Agarra con fuerza a la Madre Elena por el otro brazo.
El señor Miller tira con tanta fuerza de la pobre mujer que ésta se tambalea.
—¿Qué clase de gente se dedica a dar tumbos por ahí? —grita—. ¡Pues la gente que no es de fiar, ésa! ¡No son mejores que los salvajes de la jungla! Os lo preguntaré una vez más: ¿dónde están mis hombres?
—¡Ya basta! —ruge la señora Nightwing exhibiendo su autoridad de directora, y se hace un silencio absoluto en el campo—. Señor Miller, la Madre Elena no está bien, por lo que sería muy conveniente que dejáramos que su gente se ocupara de ella. Espero no tener que volverla a ver en cuanto se encuentre en condiciones para viajar. —Se encara a Ithal—. Los gitanos ya no son bien recibidos en nuestras tierras. Y, en cuanto a usted, señor Miller, creo que tiene un trabajo del que ocuparse, ¿no es así?

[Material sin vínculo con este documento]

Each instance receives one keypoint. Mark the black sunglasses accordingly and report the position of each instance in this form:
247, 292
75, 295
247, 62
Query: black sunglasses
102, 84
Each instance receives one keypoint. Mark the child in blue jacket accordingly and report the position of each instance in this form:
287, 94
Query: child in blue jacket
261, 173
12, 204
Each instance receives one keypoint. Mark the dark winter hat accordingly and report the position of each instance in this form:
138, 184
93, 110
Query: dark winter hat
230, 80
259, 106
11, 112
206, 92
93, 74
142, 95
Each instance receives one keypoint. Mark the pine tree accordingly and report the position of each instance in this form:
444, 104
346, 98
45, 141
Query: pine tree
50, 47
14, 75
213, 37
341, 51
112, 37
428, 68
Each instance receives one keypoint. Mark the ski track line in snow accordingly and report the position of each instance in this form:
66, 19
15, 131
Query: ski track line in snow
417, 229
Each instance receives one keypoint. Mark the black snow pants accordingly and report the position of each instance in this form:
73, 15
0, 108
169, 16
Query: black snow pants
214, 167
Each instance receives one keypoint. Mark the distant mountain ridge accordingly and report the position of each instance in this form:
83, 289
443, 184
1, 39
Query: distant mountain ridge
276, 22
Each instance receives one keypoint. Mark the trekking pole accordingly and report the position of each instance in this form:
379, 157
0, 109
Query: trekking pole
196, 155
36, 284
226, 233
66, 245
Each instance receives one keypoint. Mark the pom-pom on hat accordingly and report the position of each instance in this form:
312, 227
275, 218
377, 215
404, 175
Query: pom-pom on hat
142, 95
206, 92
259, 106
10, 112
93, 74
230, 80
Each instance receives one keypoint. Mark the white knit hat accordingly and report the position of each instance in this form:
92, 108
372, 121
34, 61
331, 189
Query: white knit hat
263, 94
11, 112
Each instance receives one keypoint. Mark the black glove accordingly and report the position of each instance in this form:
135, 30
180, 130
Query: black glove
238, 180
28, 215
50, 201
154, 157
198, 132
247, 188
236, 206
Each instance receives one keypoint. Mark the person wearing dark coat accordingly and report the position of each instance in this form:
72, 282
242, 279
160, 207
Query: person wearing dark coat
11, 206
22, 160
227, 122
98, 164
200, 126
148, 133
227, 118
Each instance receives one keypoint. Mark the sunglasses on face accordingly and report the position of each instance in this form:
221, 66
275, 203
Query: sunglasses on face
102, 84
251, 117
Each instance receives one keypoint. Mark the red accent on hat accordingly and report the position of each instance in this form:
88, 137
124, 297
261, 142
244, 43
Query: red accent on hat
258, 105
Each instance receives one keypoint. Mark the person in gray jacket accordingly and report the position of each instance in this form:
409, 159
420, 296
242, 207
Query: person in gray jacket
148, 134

—Quiero a mis hombres antes de que os vayáis —refunfuña el señor Miller a Ithal—. O me haré con uno de los tuyos.
Avanzado el día, la señora Nightwing cede y consiente que ayudemos a Brigid a preparar una cesta con comida y medicinas para la Madre Elena a modo de obra de caridad.
—La Madre Elena lleva tanto tiempo aquí como yo —nos explica nuestra directora mientras mete en la cesta un tarro con ciruelas en conserva—. Recuerdo a Ithal cuando era pequeño. No soporto pensar que tengan que marcharse.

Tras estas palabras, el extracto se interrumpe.